Parce que, bien sûr, j’ai accepté le rendez-vous avec l’homme d'affaires. Je ne risque pas grand-chose. Si l’entretien se passe mal ou si je ne me sens pas à l’aise, je continuerai le travail dans la société de déménagement. Si, au contraire, la proposition du boss me convient, je pense que mon avenir pourrait prendre une autre direction.
La secrétaire prend mon nom, signale mon arrivée par téléphone. A peine deux minutes plus tard, une autre jeune femme apparaît et me guide dans un labyrinthe de couloirs.
-Monsieur Forp. Monsieur Mirade est là.
-Merci Isabelle. Faites-le entrer.
La pièce n’est pas très grande mais l’homme qui se tient debout est imposant.
- Entrez, Monsieur Mirade, veuillez vous asseoir dit-il en me montrant la chaise devant son bureau. Madame Muser m’a parlé de vous en termes élogieux. Toutefois, j’aime juger de moi-même. Je vais vous poser différentes questions. Le but n’est pas de bien ou mal y répondre mais de juger de la façon dont vous allez le faire. Etes-vous prêt ?
-Je n’en suis pas certain. La lueur de plaisir dans vos yeux me donne l’impression d’être le prochain jouet d'un chat sauvage !
Son éclat de rire puissant doit-il me rassurer ou m’ autoriser à claquer la porte ?
- Je ferais attention à ne pas vous griffer. Vous n’avez jamais travaillé dans le milieu du magasinage ?
-Non. J’ai touché à beaucoup de secteurs mais jamais à celui-ci.
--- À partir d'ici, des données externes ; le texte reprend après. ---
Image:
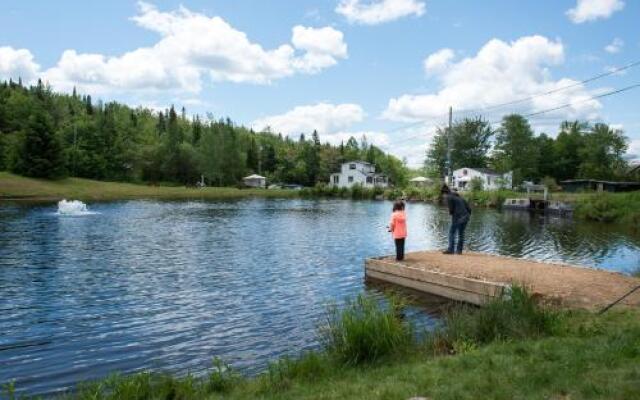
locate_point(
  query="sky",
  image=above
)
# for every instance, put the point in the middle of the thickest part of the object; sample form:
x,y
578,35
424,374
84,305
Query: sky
x,y
385,69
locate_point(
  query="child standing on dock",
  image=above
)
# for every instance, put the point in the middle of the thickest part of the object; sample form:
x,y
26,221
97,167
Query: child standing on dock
x,y
398,228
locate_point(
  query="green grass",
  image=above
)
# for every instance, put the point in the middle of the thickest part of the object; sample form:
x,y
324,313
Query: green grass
x,y
21,188
365,331
527,352
610,207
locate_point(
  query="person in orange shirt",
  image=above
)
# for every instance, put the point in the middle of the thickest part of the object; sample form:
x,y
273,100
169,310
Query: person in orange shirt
x,y
398,228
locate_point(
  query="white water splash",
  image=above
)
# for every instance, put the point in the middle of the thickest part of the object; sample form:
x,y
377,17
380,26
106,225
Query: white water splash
x,y
73,207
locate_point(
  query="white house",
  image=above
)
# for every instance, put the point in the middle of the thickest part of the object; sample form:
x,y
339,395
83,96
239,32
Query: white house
x,y
421,181
255,181
491,180
358,173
Son regard se détourne de moi pour la feuille sur la table.
- 22 ans et j’ai la sensation que vous avez déjà une longue expérience derrière vous. Vous pouvez m’en parler ?
- Cela tient en quelques mots. La nécessité de payer mes factures.
-Parfait. Le chat arrête de jouer. Mon neveu me représente en France dans cette entreprise. Il en deviendra sûrement le patron d’ici quelques années. Il devra acquérir certaines compétences dont celle de former ou de veiller sur la formation du personnel de l’entreprise.
— Donc c’est plutôt lui le chat qui va jouer avec moi ?
-Pas nécessairement. Une souris peut, si elle n’est pas contenue, faire d’énormes ravages.
Mon cerveau analyse le plus vite possible l’information. Comme je le craignais, le rôle qu'il voulait m’attribuer était très loin de me convenir.
-Vous voici bien silencieux, Colin, dit il après avoir jeté un nouveau coup d’oeil sur la feuille.
-J’en ai discuté un peu avec madame Muser. Je ne suis pas certain d’être très à mon aise dans le rôle que vous avez envie de me faire jouer.
Il reste silencieux, impassible aussi je continue de parler.
-Je n’ai aucune expérience dans le secteur du magasinage mais travailler ensemble pour agir au mieux de l’intérêt de votre entreprise me semble être l'option la plus prometteuse. Je n’ai jamais eu à former quelqu'un mais j’ai souvent été celui que l’on formait. Cette expérience de quelques années peut être une aide pour votre neveu.